Das Finanzgericht war dagegen der Auffassung, dass die Voraussetzungen einer vGA nicht vorlägen; das Finanzamt habe nicht nachgewiesen, dass einem fremden Dritten, der ausschließlich Originalprodukte des Konzerns im Inland vertreiben würde, im Hinblick auf Parallelimporte eine höhere als der der konzernzugehörigen Vertriebsgesellschaft tatsächlich zustehenden Nettomarge eingeräumt worden wäre.
Entscheidung
Der BFH hat die Vorentscheidung aufgehoben. Bei Parallelimporten von (Original-)Arzneimitteln kann eine verdeckte Gewinnausschüttung durch eine verhinderte Vermögensmehrung bei der konzerneigenen inländischen Vertriebsgesellschaft zugunsten der ausländischen Konzernmuttergesellschaft (Höhe des Verrechnungspreises) nicht mit der Begründung ausgeschlossen werden, dass der Parallelimport nicht im eigentlichen Interesse der Konzernmutter liegt. Denn, so der Bundesfinanzhof in seinem aktuellen Urteil, die Vertriebsgesellschaft übe ihre Marketingaktivitäten im Interesse des Gesamtkonzerns aus, der wirtschaftlich auch von den Parallelimporten profitiert.

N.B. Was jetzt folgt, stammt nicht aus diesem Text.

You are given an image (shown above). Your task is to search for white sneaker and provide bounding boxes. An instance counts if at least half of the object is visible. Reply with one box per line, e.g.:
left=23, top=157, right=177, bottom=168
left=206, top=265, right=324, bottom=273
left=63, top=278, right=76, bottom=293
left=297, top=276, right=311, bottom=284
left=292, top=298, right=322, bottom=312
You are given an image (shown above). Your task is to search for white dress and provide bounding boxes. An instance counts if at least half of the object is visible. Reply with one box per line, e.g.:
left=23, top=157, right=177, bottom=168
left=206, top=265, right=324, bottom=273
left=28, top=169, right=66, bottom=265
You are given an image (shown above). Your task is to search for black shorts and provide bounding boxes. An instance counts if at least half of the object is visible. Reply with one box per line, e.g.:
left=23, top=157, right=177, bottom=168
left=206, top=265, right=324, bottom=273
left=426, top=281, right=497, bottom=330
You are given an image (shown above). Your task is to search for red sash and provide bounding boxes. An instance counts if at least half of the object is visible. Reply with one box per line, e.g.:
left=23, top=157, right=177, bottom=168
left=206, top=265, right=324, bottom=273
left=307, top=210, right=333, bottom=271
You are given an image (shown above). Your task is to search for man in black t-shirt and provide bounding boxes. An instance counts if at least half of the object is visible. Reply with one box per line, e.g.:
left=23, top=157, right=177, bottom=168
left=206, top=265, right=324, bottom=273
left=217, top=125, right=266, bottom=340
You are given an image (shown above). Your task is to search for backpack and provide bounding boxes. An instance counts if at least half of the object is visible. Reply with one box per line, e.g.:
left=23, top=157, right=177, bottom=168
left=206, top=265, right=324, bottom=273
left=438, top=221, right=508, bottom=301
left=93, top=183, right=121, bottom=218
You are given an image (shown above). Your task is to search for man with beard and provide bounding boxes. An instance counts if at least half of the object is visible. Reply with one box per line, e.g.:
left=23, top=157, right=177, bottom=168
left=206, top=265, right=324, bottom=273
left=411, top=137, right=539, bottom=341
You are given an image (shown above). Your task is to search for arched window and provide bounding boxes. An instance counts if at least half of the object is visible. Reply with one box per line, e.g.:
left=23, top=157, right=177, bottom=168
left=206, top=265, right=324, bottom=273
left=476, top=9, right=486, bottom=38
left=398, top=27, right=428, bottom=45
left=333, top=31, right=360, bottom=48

Das Finanzgericht habe unberücksichtigt gelassen, so der BFH, dass die inländische Vertriebsgesellschaft ihre Marketingaktivitäten bezogen auf eine (nicht intendierte, aber auch nicht auszuschließende) Wirkung auf Parallelimporte unvermeidbar wirtschaftlich im Interesse des Gesamtkonzerns ausübe. Dies sei auch zu vergüten, da gerade die nach der Einschätzung des Finanzgerichts "fremdübliche Vergütung" der Außendienstmitarbeiter der inländischen Vertriebsgesellschaft nach dem inländischen Gesamtumsatz unter Einbeziehung der Umsätze aus den Parallelimporten in die Bemessungsgrundlage der Vergütungen nahelege, dass eine Weiterbelastung dieser Kosten fremdüblich wäre. Zur Frage, in welcher Höhe eine Aufwandsersparnis bei der Konzernmutter vorliegt, konnte der BFH jedoch noch nicht abschließend entscheiden. Dazu hat das Finanzgericht nun im zweiten Rechtsgang weitere Feststellungen zu treffen.
Fundstelle
BFH-Urteil vom 11. Dezember 2024 (I R 41/21) – veröffentlicht am 2. Mai 2025. – Hierzu: BFH-Pressemitteilung Nr. 27/25.